Alternative idea: Perhaps create a manager or time manager or people steward or some role to enact this function (since Lead Link is not typically an operational role), and assign it with the best fit, even if that is simply all the lead links. Have the policy require no objections from everyone in that role before you add someone to a new circle. 

Finally, if you ever interpret that you have invalid governance, asking secretary to strike it is one approach, and also talking about it and or then just proposing something a little better is my preferred way. It can help start to reflect on these ways of thinking to have it defined in governance, even if it mirrors the old hierarchy.

Hope this helps and you will keep us posted on your progress!

Kevin
05/21/2016

To echo something Karilen said and expand slightly:  I think it's far better to have a policy that you think is questionable -- and perhaps designed only for your period of transition -- than to have a tacit understanding that people will/should ask permission but fail to codify that understanding in governance.  In my experience, codification of old policies was a necessary step toward changing them to something that more closely fits the Holacratic paradigm because it gets them out in the open, providing a shared understanding of the current situation and the change.

Karilen Mays
05/21/2016

This is a really good point Kevin; I remember something you all had that was kind of like a "sunset" clause that said when certain old policies would expire to help push those conversations along.

Documenting roles and policies based on exactly where you are as a starting point is really good coaching!
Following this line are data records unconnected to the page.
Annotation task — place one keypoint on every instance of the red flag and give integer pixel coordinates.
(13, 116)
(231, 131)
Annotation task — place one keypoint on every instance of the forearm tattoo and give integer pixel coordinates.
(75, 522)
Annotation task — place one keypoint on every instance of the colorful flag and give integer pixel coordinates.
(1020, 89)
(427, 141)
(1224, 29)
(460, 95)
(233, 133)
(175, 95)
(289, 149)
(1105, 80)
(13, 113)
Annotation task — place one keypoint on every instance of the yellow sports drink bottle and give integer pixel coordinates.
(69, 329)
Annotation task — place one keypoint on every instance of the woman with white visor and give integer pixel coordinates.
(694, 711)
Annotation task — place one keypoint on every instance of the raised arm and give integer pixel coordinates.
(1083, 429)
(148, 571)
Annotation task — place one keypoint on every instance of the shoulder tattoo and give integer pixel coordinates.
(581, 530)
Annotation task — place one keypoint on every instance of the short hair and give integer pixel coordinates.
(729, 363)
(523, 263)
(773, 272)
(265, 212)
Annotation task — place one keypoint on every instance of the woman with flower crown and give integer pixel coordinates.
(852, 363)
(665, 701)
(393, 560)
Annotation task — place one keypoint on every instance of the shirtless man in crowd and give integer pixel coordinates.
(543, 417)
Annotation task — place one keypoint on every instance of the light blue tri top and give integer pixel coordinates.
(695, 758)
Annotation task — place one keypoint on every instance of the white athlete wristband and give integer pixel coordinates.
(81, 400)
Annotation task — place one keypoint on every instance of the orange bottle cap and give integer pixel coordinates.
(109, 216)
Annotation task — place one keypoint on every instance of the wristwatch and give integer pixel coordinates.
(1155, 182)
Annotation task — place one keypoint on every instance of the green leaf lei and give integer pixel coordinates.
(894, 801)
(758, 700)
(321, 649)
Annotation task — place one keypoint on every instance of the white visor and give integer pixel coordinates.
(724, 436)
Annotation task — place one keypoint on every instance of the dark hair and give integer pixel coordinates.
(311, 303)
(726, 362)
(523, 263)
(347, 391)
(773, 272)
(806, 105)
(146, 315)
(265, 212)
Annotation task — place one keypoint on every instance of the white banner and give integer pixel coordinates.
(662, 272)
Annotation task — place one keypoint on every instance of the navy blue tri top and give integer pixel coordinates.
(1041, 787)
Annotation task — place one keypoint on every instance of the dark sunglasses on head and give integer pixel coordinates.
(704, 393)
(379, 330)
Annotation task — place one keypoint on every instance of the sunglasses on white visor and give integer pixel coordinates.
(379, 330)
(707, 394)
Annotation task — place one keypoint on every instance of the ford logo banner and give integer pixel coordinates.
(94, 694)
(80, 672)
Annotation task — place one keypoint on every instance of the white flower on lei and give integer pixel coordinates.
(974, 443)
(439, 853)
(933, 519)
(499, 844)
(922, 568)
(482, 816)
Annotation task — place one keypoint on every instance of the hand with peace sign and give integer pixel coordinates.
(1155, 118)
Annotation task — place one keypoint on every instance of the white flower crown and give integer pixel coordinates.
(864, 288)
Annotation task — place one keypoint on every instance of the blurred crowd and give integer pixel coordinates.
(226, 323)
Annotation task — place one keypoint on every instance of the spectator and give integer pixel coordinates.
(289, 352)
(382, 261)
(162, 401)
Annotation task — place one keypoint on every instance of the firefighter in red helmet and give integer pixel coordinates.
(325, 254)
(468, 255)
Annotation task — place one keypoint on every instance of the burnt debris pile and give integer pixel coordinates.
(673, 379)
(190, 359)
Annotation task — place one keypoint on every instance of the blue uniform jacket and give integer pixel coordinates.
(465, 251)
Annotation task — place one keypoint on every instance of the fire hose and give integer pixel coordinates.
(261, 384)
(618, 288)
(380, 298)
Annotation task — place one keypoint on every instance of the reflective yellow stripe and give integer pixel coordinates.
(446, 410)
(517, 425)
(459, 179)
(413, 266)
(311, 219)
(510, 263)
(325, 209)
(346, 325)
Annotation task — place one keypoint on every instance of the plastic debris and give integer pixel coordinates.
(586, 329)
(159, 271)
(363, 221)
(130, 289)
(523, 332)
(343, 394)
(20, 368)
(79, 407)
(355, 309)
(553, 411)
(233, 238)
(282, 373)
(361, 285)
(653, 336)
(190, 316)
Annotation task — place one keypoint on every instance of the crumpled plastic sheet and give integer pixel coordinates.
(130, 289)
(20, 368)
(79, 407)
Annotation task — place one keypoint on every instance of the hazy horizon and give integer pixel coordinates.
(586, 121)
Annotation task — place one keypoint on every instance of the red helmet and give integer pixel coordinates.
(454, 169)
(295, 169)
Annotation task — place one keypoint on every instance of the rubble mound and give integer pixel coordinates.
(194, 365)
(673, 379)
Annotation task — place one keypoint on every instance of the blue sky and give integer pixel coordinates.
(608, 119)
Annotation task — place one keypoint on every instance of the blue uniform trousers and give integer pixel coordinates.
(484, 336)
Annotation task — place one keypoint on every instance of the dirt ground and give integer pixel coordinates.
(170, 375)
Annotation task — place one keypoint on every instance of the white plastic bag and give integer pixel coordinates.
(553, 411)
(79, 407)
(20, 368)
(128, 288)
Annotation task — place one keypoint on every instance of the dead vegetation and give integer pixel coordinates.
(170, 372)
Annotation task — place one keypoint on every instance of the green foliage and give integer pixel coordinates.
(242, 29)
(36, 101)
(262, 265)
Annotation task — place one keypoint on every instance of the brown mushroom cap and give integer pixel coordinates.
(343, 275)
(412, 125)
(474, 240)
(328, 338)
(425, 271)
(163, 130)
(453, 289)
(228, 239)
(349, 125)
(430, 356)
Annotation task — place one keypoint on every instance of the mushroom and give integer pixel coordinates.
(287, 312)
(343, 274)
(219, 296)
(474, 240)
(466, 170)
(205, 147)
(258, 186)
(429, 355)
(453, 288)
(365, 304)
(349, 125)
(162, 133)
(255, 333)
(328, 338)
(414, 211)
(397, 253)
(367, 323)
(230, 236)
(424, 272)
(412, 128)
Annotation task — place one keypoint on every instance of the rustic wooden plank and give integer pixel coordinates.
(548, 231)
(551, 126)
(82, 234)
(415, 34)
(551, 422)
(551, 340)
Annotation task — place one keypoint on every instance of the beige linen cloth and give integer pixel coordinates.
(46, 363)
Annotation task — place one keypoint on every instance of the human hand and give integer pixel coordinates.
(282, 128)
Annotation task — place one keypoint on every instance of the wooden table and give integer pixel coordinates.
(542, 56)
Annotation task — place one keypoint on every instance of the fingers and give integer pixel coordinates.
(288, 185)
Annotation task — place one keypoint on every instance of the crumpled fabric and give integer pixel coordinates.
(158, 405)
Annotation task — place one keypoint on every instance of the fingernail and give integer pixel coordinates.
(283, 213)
Couldn't agree more with you here.

jan
06/01/2016

@Carrie, you could argue as well, that it's not in the accountabilities of the direct Lead Link of that role to decide about the resources that are spent to energize that role. 

One of the Lead Link's accountabilities is: "Allocating the Circle’s resources".

In my opinion that means "Allocating/Distributing the Circle’s given resources", where the #FTEs might be one of these resources. But that Lead Link cannot decide about the "quantity" of the given resources, i.e. he cannot influence the #FTEs that is allocated to his Circle.

So, whatever process is in place to define a Circle's resources, that process needs to be followed in order to determine if it's OK to reduce the #FTE for that circle. Or maybe find a third way, so that the respective circle can still fulfil its accountabilities while still being able to reduce the time your colleague spends on that specific role.